Upon landing, my first visit was to a pharmacy, and then this morning I went to the doctor…not the ideal start to a trip that looked very promising as I was flying in.
I took the ‘opportunity’ of waking up early to pray and ask God for his guidance in this trip…and one word came to mind: DISPENSATION.
That’s not a word that I come across every day so I went to look up what was the biblical use for this term; I found the following:
“Entry for ‘Dispensation'”. A King James Dictionary.
The Greek word (oikonomia) so translated signifies primarily, a stewardship, the management or disposition of affairs entrusted to one. Thus 1 Corinthians 9:17, the King James Version “A dispensation of the gospel is committed unto me,” the Revised Version (British and American) “I have stewardship entrusted to me.” The idea is similar in Ephesians 3:2 parallel Colossians 1:25 (the Revised Version, margin “stewardship”). In Ephesians 1:10 God’s own working is spoken of as “dispensation.”

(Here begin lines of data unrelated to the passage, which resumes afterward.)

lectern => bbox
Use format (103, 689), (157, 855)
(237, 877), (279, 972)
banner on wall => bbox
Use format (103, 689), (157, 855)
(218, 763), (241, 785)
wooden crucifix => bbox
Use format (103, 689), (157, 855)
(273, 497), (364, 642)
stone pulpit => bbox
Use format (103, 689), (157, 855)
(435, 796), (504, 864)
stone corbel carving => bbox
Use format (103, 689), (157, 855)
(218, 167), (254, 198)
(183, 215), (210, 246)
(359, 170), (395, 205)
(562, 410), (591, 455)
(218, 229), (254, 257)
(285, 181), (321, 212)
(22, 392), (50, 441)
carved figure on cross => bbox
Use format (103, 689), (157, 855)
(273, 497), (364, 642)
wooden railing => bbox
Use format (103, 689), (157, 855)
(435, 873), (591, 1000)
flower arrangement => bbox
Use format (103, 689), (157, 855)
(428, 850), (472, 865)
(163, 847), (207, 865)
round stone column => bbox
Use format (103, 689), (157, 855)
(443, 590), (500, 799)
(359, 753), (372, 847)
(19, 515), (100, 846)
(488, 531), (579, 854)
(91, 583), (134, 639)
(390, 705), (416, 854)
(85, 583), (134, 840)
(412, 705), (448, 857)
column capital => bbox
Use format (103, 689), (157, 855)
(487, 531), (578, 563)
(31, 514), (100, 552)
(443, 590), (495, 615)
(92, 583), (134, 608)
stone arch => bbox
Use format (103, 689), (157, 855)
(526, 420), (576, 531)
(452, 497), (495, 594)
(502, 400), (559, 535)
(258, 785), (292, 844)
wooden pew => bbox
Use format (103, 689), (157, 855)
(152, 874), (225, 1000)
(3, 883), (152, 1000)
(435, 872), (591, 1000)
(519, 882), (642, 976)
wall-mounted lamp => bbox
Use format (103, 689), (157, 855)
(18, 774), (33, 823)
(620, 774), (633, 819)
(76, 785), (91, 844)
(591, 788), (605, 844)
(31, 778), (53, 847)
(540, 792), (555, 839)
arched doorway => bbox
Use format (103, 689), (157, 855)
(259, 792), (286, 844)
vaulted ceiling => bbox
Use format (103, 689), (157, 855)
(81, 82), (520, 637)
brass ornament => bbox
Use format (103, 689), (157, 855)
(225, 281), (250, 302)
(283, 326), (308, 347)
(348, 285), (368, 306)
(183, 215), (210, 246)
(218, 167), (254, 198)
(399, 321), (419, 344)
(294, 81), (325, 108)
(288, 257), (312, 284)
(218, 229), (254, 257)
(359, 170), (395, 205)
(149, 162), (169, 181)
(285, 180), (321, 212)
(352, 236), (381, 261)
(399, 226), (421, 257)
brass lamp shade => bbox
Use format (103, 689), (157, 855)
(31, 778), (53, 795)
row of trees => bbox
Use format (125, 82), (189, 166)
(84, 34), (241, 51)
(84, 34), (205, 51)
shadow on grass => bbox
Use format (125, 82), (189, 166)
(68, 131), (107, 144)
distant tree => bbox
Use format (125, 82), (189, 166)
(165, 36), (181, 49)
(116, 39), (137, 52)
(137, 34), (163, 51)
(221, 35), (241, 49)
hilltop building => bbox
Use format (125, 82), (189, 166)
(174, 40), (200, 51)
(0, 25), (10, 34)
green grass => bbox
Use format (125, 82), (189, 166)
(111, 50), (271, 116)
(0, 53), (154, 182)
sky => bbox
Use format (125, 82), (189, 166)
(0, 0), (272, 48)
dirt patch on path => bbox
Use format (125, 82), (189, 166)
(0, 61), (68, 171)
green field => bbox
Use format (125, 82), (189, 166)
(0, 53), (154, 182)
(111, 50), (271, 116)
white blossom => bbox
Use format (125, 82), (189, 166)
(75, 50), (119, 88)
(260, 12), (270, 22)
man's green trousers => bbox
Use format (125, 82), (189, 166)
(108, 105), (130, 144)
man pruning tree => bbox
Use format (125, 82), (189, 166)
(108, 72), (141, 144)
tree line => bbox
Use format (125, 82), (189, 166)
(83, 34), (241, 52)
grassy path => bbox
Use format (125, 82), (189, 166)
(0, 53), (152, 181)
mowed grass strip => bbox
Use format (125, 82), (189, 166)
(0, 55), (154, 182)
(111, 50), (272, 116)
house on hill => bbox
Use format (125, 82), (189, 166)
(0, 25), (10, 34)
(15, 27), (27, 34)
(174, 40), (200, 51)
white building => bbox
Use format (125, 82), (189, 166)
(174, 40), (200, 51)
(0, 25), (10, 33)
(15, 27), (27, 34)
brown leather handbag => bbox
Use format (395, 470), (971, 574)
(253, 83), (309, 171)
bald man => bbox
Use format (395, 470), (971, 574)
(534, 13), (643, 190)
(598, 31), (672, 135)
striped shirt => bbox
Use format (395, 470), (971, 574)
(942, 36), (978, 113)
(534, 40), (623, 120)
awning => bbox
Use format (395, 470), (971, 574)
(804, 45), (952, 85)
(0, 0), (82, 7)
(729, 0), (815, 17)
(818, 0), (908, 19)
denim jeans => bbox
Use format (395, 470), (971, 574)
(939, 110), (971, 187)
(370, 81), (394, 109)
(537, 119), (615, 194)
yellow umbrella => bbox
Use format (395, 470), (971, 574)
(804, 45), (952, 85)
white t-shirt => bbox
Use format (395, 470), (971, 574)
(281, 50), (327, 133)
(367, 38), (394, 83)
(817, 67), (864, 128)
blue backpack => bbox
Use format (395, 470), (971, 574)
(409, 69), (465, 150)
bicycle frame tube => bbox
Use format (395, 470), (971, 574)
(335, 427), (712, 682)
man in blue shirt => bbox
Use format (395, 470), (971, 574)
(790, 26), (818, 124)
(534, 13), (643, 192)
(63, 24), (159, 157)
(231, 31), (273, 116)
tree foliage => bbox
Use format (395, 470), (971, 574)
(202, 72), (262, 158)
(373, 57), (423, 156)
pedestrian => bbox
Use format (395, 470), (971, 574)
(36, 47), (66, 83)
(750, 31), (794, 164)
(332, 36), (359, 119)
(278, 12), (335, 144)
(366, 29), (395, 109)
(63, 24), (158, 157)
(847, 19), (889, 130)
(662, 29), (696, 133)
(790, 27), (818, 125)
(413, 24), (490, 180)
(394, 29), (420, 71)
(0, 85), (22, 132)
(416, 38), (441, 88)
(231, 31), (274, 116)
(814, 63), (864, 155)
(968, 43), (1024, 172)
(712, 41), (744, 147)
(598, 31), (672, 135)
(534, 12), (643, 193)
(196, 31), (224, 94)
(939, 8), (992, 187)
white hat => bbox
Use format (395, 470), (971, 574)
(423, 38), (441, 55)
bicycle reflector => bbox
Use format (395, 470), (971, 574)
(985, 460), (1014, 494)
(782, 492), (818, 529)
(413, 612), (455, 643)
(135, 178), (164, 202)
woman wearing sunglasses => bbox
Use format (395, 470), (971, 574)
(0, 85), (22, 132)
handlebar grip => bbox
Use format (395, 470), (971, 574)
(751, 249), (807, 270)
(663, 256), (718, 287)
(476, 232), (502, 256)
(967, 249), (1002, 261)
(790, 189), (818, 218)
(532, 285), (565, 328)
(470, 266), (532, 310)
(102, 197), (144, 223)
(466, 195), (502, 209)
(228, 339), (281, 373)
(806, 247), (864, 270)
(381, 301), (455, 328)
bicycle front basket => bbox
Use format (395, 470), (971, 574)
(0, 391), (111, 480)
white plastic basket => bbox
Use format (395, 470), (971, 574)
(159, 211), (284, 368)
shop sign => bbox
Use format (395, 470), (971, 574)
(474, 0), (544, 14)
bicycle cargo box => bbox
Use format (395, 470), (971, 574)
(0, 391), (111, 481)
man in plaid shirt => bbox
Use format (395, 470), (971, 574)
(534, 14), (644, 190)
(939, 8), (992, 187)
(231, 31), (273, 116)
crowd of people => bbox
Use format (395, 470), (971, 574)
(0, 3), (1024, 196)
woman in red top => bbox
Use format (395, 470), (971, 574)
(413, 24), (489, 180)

The Greek word ‘oikonomia’ is pretty easy to remember because we have a similar word in English…Economy. Dispensation is God’s economy entrusted to us, hence it’s translation as management or stewardship.
As I was thinking about God’s economy the first thing that came to mind is the multiplication rules of His Kingdom, they are very counter-intuitive to what we expect from our human experience. We can see the unique nature of God’s math throughout the Bible; God multiplies resources in supernatural ways for those who serve him.
Not surprisingly, my favorite stories of resource multiplication are related to food. We can find those in Old Testament (ex. the story of Elijah and the Widow in 1st Kings 17), and New Testament accounts (ex. the feeding of the 5000 in Mark 6). What strikes me about those two stories is that God used unlikely people (a widow and a young man) who had very little to offer from the perspective of ‘human economy’ and multiplied the little they had not only to fulfill a need, but create a surplus (a.k.a called abundantly provide).
Those stories exemplify the dispensation of God in a very practical way; God works in us and through us as we trust Jesus and follow his word. Our human limitations are not an obstacle, but a tool that God uses to showcase his love, power, and presence in the lives of those around us. All we have to do is bring what we have and put it in his service.
After starting the trip at the doctor, and having to take antibiotics for the next couple of days, I was not feeling very optimistic about this trip…but then there came this word…DISPENSATION…and it changed everything in light of God’s word.